By Allison Aubrey | February 4, 2020 | NPR Life Kit
Have you ever noticed how tough it is to be present? We spend so much time planning and worrying about the future or dwelling on the past.
“We’re in a trance of thinking. We’re time traveling,” says Tara Brach, a world-renowned psychologist and mindfulness teacher. “We’re in the future, we’re in the past.”
And all this ruminating gets in the way of enjoying life — we can miss out on the good stuff.
If you reflect on your life, Brach asks, how often can you sense that the fear of failing or not being good enough “was in some way dampening or contracting or pulling you away from real intimacy or spontaneity or enjoying a sunset?”
Life Kit host Allison Aubrey spoke with Brach about her latest book, Radical Compassion: Learning to Love Yourself and Your World with the Practice of RAIN. The book outlines the mindfulness tool, RAIN, an acronym for a four-step process: recognize, allow, investigate and nurture.
This interview has been edited for length and clarity.

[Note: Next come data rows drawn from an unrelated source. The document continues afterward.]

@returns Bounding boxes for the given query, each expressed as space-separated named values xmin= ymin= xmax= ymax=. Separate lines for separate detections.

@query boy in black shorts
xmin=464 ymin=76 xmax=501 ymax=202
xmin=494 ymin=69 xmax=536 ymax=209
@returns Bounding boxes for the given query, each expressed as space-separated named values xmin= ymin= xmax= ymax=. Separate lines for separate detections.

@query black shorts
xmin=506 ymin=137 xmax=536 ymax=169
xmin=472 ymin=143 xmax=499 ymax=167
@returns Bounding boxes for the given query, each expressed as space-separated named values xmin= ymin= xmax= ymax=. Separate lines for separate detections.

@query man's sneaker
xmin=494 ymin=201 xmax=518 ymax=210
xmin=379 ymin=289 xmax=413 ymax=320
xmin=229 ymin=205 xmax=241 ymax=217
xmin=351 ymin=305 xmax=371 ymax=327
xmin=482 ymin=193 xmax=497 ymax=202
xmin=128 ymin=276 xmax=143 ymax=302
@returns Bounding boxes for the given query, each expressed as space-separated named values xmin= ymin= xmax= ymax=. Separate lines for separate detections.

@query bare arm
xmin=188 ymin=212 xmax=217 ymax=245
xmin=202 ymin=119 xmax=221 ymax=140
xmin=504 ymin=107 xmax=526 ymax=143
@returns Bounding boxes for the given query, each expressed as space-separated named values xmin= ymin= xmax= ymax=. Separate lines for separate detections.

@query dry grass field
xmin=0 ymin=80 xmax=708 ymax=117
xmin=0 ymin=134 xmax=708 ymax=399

What is mindfulness at its core. Can you describe mindfulness in a sentence or two?
Mindfulness is paying attention to what’s happening in the present moment without judgment.
What is the purpose? What is the benefit of paying attention to the present moment?
We step out of our thoughts about the past and the future, and we actually start occupying a space of presence that is bigger than the particular emotions or thoughts that are going on.
Mindfulness gives us more choice as to how we want to experience things, what we want to say, what we want to do. So instead of reacting, we can actually respond from more intelligence, more kindness. It actually lets us inhabit our best selves.